Die Stärke von Jantzens Ansatz liegt in seiner kompromisslosen Fokussierung auf die ideologische Gefangenschaft der Vorsehungslehre, insbesondere in ihrem Konnex mit einem »racialized worldview«, und dem auf diesem Hintergrund herausgearbeiteten befreienden Charakter in der christologischen und pneumatologischen Interpretation der Lehre. Man hätte sich gewünscht, dass Jantzen stärker noch den kritisch-konstruktiven Charakter seiner Vorsehungslehre entwickelt, über die von ihm angewandte Matrix einer »racialized world« hinaus etwa im Blick auf die Intersektionalität einer säkular-providenziellen Logik von Kapitalismus, Neokolonialismus und Nationalismus. Zudem wirkt die Darstellung von Hegels Providenzverständnis als Negativfolie, auf der Barth und Cone mit ihren Ansätzen als kritiklos positiv erscheinen, an Stellen eindimensional, und eine Blickweitung auf andere klassische Konzepte der Vorsehungslehre hätte der tatsächlichen Pluralität dieser Vorstellung zu allen Zeiten sicher besser entsprochen. Dennoch regt Jantzens Untersuchung unbestritten dazu an, das Verständnis vom Handeln Gottes in der Geschichte und seine theologische und kirchliche Interpretation im eigenen Kontext selbstkritisch zu hinterfragen und weiterzuentwickeln.
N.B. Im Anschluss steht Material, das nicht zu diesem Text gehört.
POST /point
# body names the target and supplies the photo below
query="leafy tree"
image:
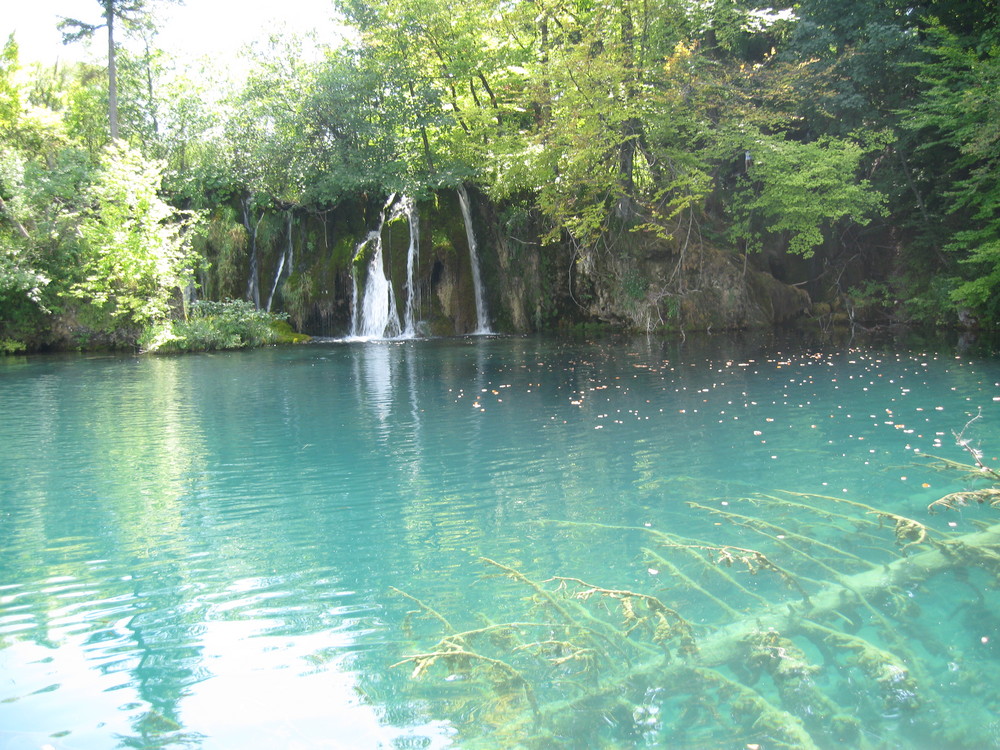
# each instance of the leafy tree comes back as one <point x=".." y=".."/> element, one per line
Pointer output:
<point x="136" y="248"/>
<point x="125" y="12"/>
<point x="959" y="115"/>
<point x="797" y="189"/>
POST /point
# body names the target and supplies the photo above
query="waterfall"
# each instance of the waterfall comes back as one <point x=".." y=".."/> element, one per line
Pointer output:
<point x="482" y="316"/>
<point x="374" y="314"/>
<point x="409" y="209"/>
<point x="286" y="260"/>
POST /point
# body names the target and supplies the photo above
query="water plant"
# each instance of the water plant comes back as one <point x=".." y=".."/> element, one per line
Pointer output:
<point x="795" y="621"/>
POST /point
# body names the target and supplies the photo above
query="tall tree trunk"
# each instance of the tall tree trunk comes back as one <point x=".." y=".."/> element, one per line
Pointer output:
<point x="112" y="71"/>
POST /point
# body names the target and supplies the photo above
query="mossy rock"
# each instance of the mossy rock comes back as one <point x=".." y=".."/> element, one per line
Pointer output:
<point x="283" y="334"/>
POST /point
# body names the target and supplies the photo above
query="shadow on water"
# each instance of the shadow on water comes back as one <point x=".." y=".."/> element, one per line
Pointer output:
<point x="502" y="541"/>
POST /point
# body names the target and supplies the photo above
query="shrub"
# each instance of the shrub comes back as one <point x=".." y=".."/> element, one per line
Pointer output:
<point x="231" y="324"/>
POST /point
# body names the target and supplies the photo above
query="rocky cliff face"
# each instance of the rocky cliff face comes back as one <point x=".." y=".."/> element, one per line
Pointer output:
<point x="642" y="283"/>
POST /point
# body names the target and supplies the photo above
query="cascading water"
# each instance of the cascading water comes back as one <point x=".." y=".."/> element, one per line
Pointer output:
<point x="482" y="316"/>
<point x="408" y="208"/>
<point x="374" y="314"/>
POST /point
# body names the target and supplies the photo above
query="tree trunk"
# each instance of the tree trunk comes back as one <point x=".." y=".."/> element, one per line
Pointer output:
<point x="112" y="71"/>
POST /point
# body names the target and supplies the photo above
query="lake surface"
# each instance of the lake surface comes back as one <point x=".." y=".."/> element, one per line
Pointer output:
<point x="279" y="548"/>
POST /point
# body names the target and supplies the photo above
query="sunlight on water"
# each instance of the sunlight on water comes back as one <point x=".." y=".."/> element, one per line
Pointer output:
<point x="643" y="543"/>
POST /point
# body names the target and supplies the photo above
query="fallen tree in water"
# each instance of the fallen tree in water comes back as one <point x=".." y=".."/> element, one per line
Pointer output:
<point x="813" y="636"/>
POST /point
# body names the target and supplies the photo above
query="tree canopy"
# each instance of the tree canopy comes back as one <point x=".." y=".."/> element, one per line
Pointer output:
<point x="859" y="137"/>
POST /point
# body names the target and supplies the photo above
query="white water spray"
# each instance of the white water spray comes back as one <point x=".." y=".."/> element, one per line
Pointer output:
<point x="482" y="316"/>
<point x="374" y="313"/>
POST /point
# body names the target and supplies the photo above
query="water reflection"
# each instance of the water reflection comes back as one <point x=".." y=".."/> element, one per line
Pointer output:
<point x="203" y="551"/>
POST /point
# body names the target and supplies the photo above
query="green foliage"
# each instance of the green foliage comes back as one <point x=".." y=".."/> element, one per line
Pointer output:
<point x="798" y="189"/>
<point x="960" y="111"/>
<point x="136" y="249"/>
<point x="231" y="324"/>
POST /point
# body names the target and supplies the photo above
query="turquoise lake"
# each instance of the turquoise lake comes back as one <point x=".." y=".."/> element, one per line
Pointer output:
<point x="497" y="542"/>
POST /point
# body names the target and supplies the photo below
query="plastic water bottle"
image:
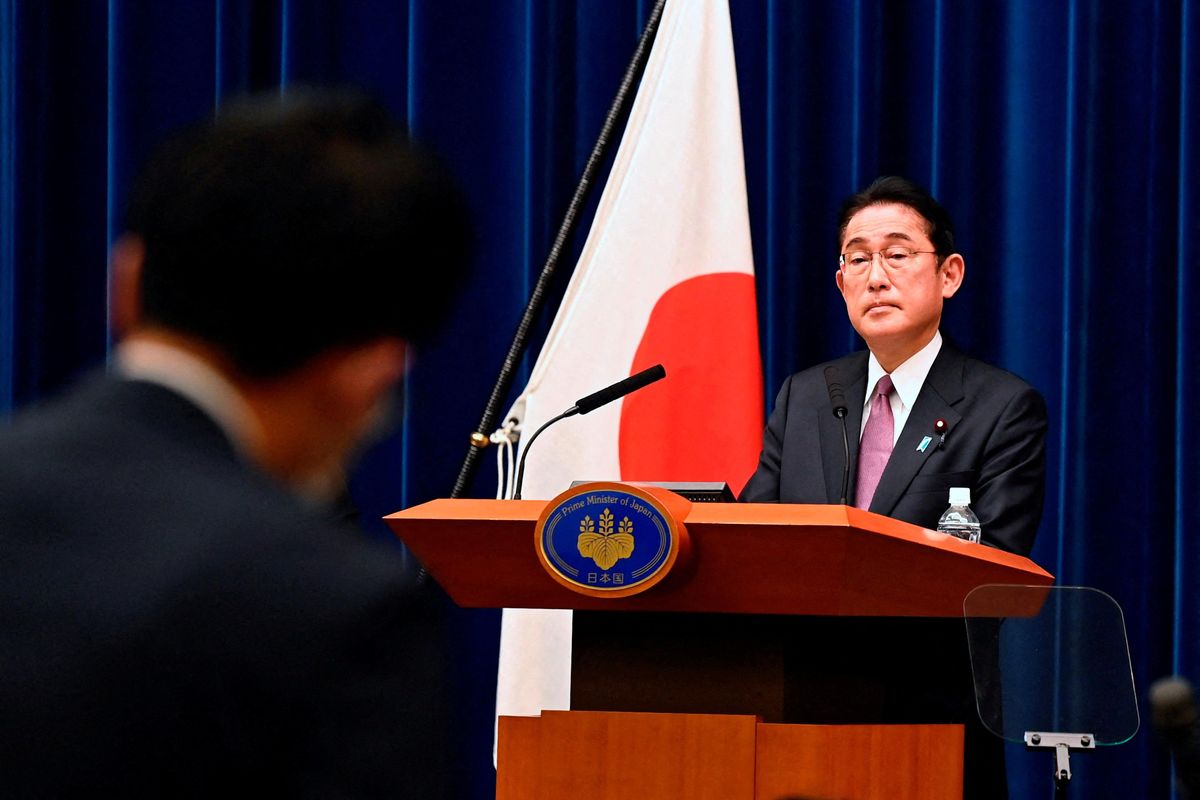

Wenn die Stärke von Jantzens Studie in seiner Fokussierung liegt, dann liegt die Stärke des Buches von David Fergusson in seiner Breite und Tiefe. In seinem 2018 erschienenen Buch The Providence of God nimmt der schottische Theologe Fergusson eine Anzahl bereits erschienener Artikel zum Thema der Vorsehungslehre auf und verarbeitet sie zu einem Werk, das nachgerade den Charakter eines Handbuches annimmt. Fergusson wählt dabei einen eher historischen Zugang zum Thema; in fünf ausführlichen Kapiteln untersucht er »the origins, problems and abuses of providentialism, particularly in the west, while also attempting reconstruction to rescue it from earlier distortions and wrong turnings« (11).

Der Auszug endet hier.